Shearwater : aussi loin que volent les oiseaux

11 Mar 12 Shearwater : aussi loin que volent les oiseaux

En complément de l’entrevue parue dans Obsküre Magazine #8 (mars/avril 2012, en kiosques depuis le 09 mars), www.obskuremag.net publie cet extrait inédit de notre entretien avec le leader incontesté de Shearwater et fervent défenseur des causes naturelles, Jonathan Meiburg.

Obsküre Magazine  : Deux ans, jour pour jour, se sont écoulés entre vos deux derniers albums. Quelle a été l’activité de Shearwater depuis la sortie de The golden Archipelago ? Vu le succès de ce dernier et les sollicitations diverses et variées, vous n’avez pas du vous ennuyer…
Jonathan Meiburg : Deux ans, c’est extrêmement long, de nombreuses choses se sont accumulées durant cette période ! De toute façon, peu importe ce qui se passe, j’aime être en continuellement en activité. En 2010 et dès sa sortie, nous avons effectué la tournée pour défendre The golden Archipelago. À la fin de cette même année, je commençais à travailler pour Animal Joy en réalisant les premières démos. Nous l’avons finalisé en octobre dernier et me voici déjà dans le van à t’écrire et à sillonner les routes pour promouvoir Animal Joy.
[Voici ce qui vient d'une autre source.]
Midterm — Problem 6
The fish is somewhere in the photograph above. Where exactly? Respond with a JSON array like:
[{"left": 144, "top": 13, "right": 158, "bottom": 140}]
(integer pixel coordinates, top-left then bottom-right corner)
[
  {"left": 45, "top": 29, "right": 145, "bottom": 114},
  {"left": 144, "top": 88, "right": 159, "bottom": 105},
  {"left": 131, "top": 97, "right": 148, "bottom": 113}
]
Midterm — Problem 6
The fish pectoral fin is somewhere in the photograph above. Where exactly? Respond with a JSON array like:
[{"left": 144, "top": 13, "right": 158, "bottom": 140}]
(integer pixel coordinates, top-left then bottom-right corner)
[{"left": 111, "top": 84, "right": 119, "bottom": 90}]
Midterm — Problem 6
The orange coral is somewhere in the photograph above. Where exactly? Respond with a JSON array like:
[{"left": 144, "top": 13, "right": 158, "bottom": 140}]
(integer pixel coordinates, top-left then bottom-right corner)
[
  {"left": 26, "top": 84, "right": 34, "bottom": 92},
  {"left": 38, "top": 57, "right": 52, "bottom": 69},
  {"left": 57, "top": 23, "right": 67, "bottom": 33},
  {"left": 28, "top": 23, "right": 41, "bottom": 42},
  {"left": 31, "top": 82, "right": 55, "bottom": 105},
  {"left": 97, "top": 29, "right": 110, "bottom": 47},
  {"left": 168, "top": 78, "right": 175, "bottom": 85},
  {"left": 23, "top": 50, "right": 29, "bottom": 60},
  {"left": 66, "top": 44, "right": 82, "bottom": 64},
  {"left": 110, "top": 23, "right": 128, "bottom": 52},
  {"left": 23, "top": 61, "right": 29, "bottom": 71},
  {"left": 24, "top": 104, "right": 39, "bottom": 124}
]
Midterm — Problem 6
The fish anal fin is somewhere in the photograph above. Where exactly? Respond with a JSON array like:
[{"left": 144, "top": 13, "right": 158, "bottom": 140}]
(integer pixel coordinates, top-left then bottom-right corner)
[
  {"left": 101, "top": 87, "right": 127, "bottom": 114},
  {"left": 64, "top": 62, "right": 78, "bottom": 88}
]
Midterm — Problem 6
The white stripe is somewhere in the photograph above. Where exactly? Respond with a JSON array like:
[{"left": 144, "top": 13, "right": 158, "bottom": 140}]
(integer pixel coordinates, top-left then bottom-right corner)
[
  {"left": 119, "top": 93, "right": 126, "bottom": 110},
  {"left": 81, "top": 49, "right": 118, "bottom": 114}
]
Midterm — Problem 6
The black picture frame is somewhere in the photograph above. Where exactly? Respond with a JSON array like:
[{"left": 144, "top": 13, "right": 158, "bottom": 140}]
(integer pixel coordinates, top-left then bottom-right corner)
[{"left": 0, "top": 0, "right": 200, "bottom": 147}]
The golden Archipelago se concentrait sur le rapport de l’homme avec la nature, cette fascination de l’insulaire aussi… l’intérêt que tu as pour ces sujets est-il une manière de mettre en musique ta perception de la liberté ? Quand donc l’homme prendra-t-il conscience qu’il faut absolument respecter les éléments naturels ?
Je ne compte pas sur l’homme pour prendre conscience de quoi que ce soit… j’espère juste un jour que les gens abandonneront l’idée que nous sommes d’une certaine manière supérieurs au monde naturel. Pour ma création, je m’attarde sur le contraste établi entre le monde que nous avons créé pour nous-mêmes et le monde d’où nous venons : c’est fascinant et inquiétant.

Peux-tu me parler de cet Animal Joy, est-ce un véritable album concept ? Y a-t-il un message particulier que tu souhaites faire passer à travers les textes de cet album ?
Bon, on est loin d’un album  concept à la The Wall.  Mon idée de départ après la trilogie de l’arc insulaire était justement de m’écarter du conceptuel ; je voulais écrire un album aéré, accessible qui sonne live et plus direct au niveau émotionnel. L’album traite de ces moments particuliers où on se sent le plus présent, le plus en vie.

Vous avez quitté Matador pour intégrer le label culte Sub Pop, pourquoi ce choix ?
Nous étions en fin de contrat avec Matador et nous voulions effectuer un changement artistique, marquer le coup, il était tout bonnement raisonnable de le faire avec un nouveau label. Nous sommes amis avec les gars de Sub Pop depuis pas mal d’années et ils étaient vraiment enthousiastes à l’idée de nous accompagner pour cet album.

Animal Joy me semble être un album moins atmosphérique et progressif, plus brut et rock ‘n’ roll, es-tu d’accord avec moi ? Est-ce la thématique qui a imposé cette direction musicale ?
En ce qui me concerne, je trouve le nouvel album plus amical (sic), quelque chose de chaleureux qui s’adresse plus au corps qu’à l’esprit. Je le perçois différent mais ni plus dur ni plus brut que nos précédents disques.

Une question qui t’est personnellement destinée : quels seraient les disques que tu emporterais sur une île déserte ?
Je pourrais avoir l’île déserte sans les albums ? Sinon, je prendrais la série Secret Museum of Mankind, sortie par Yazoo Records … il s’agit d’une série d’enregistrements réalisés à travers le monde entre 1920 et 1940, à l’époque où la musique enregistrée n’avait pas encore changé la façon dont les gens jouaient et pensaient leur rapport à la musique. C’est la dernière trace d’un monde en voie de disparition ayant existé pendant des milliers d’années.

Peux-tu me parler un peu de ton travail avec Nicholas Kahn et Selesnick, les auteurs des visuels d’Animal Joy ?
J’ai vu le travail de Nicholas pour la première fois dans un numéro du Harper’s Magazine, puis je suis entré en contact avec lui. Ensuite, au fil des années, nous sommes devenus de bons amis. Richard (N.D.L.R. : Selesnick) et lui continuent de m’épater avec leur énergie, leur curiosité, leur flexibilité et leur imagination… c’est un honneur et un bonheur de travailler avec eux. Si jamais tu as la chance de voir leurs travaux, saisis-la : leurs galeries sont émouvantes, drôles et étonnantes.